Hebben de hb-leerlingen een mentor?

Stoker: “Ja, op onze school werken we met persoonlijk mentoraat, we hebben geen traditionele klassenmentor meer. De leerlingen die deel uitmaken van onze plusstroom in de bovenbouw hebben een plusmentor. Dit zijn dezelfde mentoren die hen in de onderbouw ook al begeleidden. Ze kennen de leerlingen goed en weten waar hun uitdagingen en talenten liggen.”

Visscher: “In de mentorlessen staat het sociale en emotionele vaak centraal. In klas 1 gaat het om het ontwikkelen van sociale vaardigheden en het leren functioneren in een groep. Veel van deze leerlingen hebben op de basisschool zelfstandig gewerkt en kwamen minder in contact met hun klasgenoten. In klas 2 beginnen we hen meer te laten nadenken over hun rol in de groep. Ze leren om elkaar te ondersteunen, bijvoorbeeld via een buddy-systeem waarin leerlingen elkaar helpen bij vakken waar ze moeite mee hebben.

Stoker: “In klas 3 wordt het meer gericht op de persoonlijke ontwikkeling van de leerlingen. Ze gaan dan echt nadenken over wie ze zijn, wat hun kwaliteiten zijn, en wat ze daarmee willen doen in de toekomst. Dit is ook de periode waarin ze zich voorbereiden op hun profielkeuze. We stimuleren hen om breed te blijven kijken en niet vast te lopen in één richting.”

Visscher: “Ook in de bovenbouw blijven we bezig met de persoonlijke ontwikkeling van de leerlingen. We helpen hen te ontdekken wat ze echt willen, zonder hen in een tunnel te duwen.
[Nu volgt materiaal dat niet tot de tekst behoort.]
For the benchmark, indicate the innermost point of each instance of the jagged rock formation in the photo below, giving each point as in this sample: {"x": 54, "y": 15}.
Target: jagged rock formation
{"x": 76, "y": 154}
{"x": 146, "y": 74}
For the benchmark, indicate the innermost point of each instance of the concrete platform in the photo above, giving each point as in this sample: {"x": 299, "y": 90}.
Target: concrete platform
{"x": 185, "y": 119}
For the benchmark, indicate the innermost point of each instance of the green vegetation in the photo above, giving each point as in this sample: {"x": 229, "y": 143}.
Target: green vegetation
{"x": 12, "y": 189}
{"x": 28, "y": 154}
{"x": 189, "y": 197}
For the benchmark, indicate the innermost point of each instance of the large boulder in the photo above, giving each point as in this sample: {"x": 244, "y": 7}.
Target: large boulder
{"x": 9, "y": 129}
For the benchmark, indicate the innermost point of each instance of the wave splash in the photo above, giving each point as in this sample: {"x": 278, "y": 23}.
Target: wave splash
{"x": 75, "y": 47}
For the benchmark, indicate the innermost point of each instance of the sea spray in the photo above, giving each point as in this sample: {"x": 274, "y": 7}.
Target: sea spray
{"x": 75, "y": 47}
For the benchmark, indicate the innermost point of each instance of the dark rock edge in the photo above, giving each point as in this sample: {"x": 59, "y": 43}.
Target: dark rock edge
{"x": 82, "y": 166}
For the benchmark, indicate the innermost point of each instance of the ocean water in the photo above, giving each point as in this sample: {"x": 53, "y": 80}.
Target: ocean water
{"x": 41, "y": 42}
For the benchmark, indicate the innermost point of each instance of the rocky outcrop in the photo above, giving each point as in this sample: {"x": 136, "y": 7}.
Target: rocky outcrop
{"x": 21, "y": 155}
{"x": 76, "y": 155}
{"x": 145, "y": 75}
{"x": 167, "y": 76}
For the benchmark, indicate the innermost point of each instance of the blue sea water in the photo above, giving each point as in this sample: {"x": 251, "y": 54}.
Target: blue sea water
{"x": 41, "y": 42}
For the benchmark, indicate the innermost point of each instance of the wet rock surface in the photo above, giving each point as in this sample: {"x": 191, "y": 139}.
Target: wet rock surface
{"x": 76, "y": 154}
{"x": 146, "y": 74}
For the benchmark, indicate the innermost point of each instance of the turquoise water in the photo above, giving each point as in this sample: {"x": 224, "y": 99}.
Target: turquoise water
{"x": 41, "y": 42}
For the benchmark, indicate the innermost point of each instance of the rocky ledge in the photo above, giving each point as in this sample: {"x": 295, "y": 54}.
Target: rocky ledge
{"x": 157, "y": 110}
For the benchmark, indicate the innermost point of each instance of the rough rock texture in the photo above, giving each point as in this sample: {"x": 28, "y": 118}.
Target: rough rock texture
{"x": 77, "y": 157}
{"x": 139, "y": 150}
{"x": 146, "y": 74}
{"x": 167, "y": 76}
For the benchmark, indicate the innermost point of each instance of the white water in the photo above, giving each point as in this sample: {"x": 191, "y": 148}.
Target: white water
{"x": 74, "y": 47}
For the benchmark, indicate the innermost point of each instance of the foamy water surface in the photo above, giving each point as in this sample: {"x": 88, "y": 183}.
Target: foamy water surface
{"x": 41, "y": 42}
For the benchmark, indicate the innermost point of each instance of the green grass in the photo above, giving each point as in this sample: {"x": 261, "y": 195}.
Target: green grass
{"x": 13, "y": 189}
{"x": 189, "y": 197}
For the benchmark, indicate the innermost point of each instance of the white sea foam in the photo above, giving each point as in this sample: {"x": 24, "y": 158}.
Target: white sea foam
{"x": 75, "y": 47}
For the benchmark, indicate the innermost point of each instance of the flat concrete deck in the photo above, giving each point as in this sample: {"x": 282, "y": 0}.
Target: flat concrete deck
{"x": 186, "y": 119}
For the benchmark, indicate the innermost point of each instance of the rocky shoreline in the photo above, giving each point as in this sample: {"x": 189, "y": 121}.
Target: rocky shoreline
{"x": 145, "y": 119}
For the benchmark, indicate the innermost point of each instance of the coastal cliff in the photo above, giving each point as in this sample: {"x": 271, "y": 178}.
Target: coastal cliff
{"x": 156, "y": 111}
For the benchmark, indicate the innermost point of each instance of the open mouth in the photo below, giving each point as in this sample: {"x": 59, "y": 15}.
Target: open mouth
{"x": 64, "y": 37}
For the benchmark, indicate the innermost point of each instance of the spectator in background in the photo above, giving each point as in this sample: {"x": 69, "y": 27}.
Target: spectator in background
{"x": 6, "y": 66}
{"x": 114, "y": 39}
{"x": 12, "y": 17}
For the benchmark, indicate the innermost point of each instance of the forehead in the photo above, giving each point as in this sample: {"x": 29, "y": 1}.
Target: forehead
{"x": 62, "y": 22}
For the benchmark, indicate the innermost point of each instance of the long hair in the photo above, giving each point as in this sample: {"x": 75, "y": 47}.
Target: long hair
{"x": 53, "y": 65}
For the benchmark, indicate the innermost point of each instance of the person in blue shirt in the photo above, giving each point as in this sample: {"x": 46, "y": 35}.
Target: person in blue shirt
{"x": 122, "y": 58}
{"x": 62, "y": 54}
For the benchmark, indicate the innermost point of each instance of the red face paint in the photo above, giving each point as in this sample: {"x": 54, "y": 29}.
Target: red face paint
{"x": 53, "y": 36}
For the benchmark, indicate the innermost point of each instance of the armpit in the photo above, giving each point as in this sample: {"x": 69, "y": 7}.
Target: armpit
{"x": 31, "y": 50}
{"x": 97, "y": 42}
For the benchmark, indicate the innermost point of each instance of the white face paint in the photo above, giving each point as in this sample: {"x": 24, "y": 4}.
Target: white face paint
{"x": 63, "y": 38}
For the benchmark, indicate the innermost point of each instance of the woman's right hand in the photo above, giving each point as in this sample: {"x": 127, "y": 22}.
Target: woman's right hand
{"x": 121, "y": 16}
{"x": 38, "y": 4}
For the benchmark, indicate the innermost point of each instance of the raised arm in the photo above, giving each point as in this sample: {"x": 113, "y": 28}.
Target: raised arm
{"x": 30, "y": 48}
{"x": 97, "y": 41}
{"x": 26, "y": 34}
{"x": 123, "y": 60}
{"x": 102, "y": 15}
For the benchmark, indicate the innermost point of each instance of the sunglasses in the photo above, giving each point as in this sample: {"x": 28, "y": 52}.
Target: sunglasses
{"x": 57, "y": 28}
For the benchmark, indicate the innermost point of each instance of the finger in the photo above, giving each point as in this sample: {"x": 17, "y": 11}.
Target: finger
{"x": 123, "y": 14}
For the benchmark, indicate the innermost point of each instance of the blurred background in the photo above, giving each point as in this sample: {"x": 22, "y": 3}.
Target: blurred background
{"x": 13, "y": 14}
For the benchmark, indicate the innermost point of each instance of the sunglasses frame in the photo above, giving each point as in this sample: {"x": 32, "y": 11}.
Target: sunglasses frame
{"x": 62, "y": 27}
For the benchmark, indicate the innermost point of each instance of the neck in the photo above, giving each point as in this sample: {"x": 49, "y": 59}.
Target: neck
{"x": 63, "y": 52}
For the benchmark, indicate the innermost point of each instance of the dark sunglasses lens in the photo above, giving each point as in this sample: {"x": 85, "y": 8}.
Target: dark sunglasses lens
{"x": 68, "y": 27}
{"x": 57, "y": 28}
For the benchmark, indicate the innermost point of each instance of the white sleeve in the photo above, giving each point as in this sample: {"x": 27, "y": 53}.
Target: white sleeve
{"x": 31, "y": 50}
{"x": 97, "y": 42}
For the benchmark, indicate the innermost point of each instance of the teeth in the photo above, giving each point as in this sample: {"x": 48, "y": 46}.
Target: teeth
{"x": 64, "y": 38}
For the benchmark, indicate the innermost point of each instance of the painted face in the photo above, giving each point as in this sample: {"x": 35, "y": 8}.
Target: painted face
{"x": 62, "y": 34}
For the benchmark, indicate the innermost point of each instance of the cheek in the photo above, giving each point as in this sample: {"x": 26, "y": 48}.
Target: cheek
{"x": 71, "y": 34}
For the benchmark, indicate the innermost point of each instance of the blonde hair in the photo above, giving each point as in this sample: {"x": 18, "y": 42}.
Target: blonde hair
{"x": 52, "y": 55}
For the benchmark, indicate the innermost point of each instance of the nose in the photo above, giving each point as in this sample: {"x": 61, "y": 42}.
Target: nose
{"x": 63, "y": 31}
Door bijvoorbeeld extra vakken aan te bieden, kunnen ze kiezen voor meerdere profielen voor hun eindexamen, wat hun studiemogelijkheden breder maakt.”

Stoker: “Hoogbegaafde leerlingen hebben vaak niet geleerd hoe ze efficiënt moeten leren. Veel van deze leerlingen waren gewend om alles zelf uit te zoeken, maar in de bovenbouw merken ze dat dit niet altijd werkt. Daarom besteden we veel tijd aan het ontwikkelen van goede leerstrategieën.”

Wat zijn de belangrijkste succesfactoren van vwo+?

Visscher: “Het begint met een enthousiast team. Je hebt docenten nodig die echt geïnteresseerd zijn in het werken met hoogbegaafde leerlingen en die bereid zijn tijd en energie in dit proces te steken. Het opzetten van een effectieve aanpak kost tijd, en als je een groep hebt die daarachter staat, is dat al een belangrijke stap. Daarnaast is het van essentieel belang dat de directie het nut van deze aanpak inziet en ook faciliteert.”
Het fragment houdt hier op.